What does Dustin Hoffman, who grew up a totally assimilated Jew unaware of his roots, have to do with Yom Kippur? Even he might be surprised by the connection I’ll attempt to draw.

Hoffman, of course, has disappeared into countless characters. The clueless Benjamin Braddock in The Graduate. Down-and-out Ratso Rizzo in Midnight Cowboy. A grad student who gets entangled with a Nazi war criminal in Marathon Man. Carl Bernstein in All the President’s Men. Raymond Babbitt a person with autism in Rain Man. Michael Dorsey and Dorothy Michaels in Tootsie.

But Hoffman adopted a new role this past year at the conclusion of the PBS program Finding Your Roots when he was overcome having learned about the grandfather he never knew––who perished after returning to what is now Ukraine to try to save his family from ongoing pogroms–– and particularly about his great-grandmother, who survived a Soviet concentration camp and made her way to the U.S. at age 64. Hoffman called the ancestor whose saga he had never known a hero.

Then, when host Dr. Henry Louis Gates, Jr. asked him how his genealogical journey had changed him, Hoffman tearfully answered, “I am a Jew. Wear that on your sleeve. It is not like being black because when you are black, it is self-evident. When you are a Jew, it sometimes takes an announcement. So I feel closer to the microphone.”

Now let’s suppose I am a Jew––in fact, a proud one––but I don’t really live as a Jew. Then comes Yom Kippur and the yearly question tugging at my heart: What should I do? Why should I go to Synagogue if the reality is that I don’t go the rest of the year? If Judaism doesn’t believe in quick fixes, how will two hours in shul matter? Does an all-powerful G‑d really need my prayers and, at that, in broken Hebrew? If we are supposed to get real on this awesome day, why "fake" my Jewishness?

And another thing: What is my relationship with G‑d, anyway? Sure, I know He spared Noah from the flood, gave Abraham and Sarah a son, courted us in Egypt, beat up on our bullies at the Red Sea, gave our people the Torah, and built us a palatial Temple in Jerusalem, but what about today? Is He in my life? Am I in His? And if I am, what does He want from me

Millennia after receiving the Torah, Jews are still consumed with concern about what our Father thinks, wants and desires from us. We spend inordinate amounts of time, energy and resources pursuing and arguing about how we should serve G‑d. How should we observe the Sabbath? What should our synagogues be like?  What level of kashrut does G‑d desire? Is fasting on Yom Kippur important?

But here’s the magic. Here’s what is mystical. Even if we have no answers …even if we are not observant, the Day of Atonement beckons to us.

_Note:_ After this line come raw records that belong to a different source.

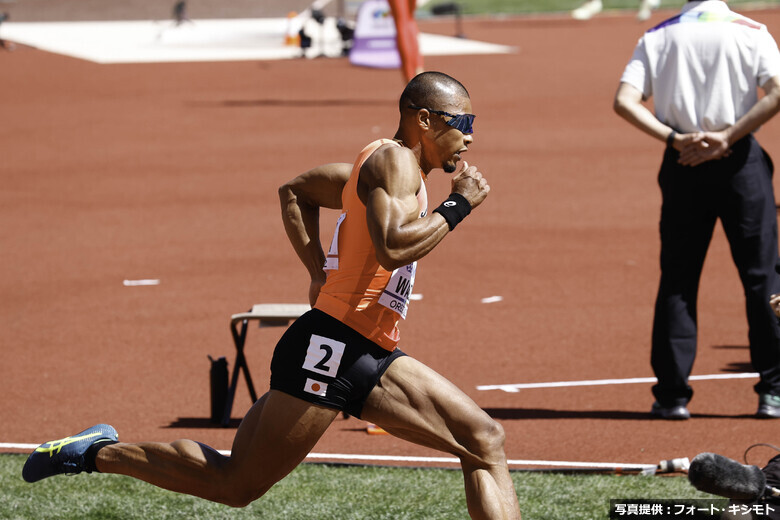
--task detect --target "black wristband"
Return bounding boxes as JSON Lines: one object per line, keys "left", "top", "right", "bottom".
{"left": 433, "top": 193, "right": 471, "bottom": 231}
{"left": 666, "top": 130, "right": 677, "bottom": 148}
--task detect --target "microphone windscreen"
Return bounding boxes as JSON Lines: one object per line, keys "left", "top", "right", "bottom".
{"left": 688, "top": 453, "right": 766, "bottom": 501}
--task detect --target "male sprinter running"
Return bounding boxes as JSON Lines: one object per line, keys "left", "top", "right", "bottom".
{"left": 23, "top": 71, "right": 521, "bottom": 519}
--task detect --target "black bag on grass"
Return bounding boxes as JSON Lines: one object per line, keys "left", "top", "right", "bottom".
{"left": 208, "top": 356, "right": 228, "bottom": 423}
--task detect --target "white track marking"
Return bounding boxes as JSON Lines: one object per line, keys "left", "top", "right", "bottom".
{"left": 0, "top": 443, "right": 654, "bottom": 470}
{"left": 477, "top": 372, "right": 759, "bottom": 393}
{"left": 2, "top": 19, "right": 515, "bottom": 64}
{"left": 123, "top": 279, "right": 160, "bottom": 286}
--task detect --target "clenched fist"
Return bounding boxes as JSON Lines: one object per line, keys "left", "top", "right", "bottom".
{"left": 451, "top": 161, "right": 490, "bottom": 210}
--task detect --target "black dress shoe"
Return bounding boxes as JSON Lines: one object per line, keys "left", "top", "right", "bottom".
{"left": 650, "top": 402, "right": 690, "bottom": 420}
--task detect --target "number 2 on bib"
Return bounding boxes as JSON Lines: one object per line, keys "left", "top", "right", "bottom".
{"left": 302, "top": 334, "right": 346, "bottom": 377}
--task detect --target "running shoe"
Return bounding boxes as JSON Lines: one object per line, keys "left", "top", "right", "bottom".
{"left": 757, "top": 393, "right": 780, "bottom": 419}
{"left": 637, "top": 0, "right": 660, "bottom": 21}
{"left": 571, "top": 0, "right": 602, "bottom": 20}
{"left": 22, "top": 424, "right": 118, "bottom": 483}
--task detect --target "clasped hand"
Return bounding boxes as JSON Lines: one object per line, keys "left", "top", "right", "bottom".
{"left": 674, "top": 131, "right": 732, "bottom": 167}
{"left": 770, "top": 294, "right": 780, "bottom": 318}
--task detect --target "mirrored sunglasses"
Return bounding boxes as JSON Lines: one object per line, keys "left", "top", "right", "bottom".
{"left": 408, "top": 104, "right": 475, "bottom": 134}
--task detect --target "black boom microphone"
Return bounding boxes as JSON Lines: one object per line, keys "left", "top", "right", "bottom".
{"left": 688, "top": 453, "right": 767, "bottom": 501}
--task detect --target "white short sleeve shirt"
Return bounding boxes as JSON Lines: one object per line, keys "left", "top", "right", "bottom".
{"left": 620, "top": 0, "right": 780, "bottom": 133}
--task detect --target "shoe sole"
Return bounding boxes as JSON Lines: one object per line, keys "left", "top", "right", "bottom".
{"left": 651, "top": 413, "right": 690, "bottom": 420}
{"left": 650, "top": 405, "right": 690, "bottom": 420}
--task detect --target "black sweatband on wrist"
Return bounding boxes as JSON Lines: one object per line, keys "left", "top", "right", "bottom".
{"left": 666, "top": 130, "right": 677, "bottom": 148}
{"left": 433, "top": 193, "right": 471, "bottom": 231}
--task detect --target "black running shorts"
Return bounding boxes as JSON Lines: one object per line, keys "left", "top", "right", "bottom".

We feel a need to doven together at synagogue. Some perceive that pull merely as guilt, but I see it as something transcendent. It is as if even the most unlearned among us senses the teaching that on Yom Kippur the highest level of our souls (yechidah) is revealed.

So why should we sweep aside any misgivings about attending services on Yom Kippur? Because Yom Kippur is our time to pull the microphone closer. To proclaim, “I am a Jew.”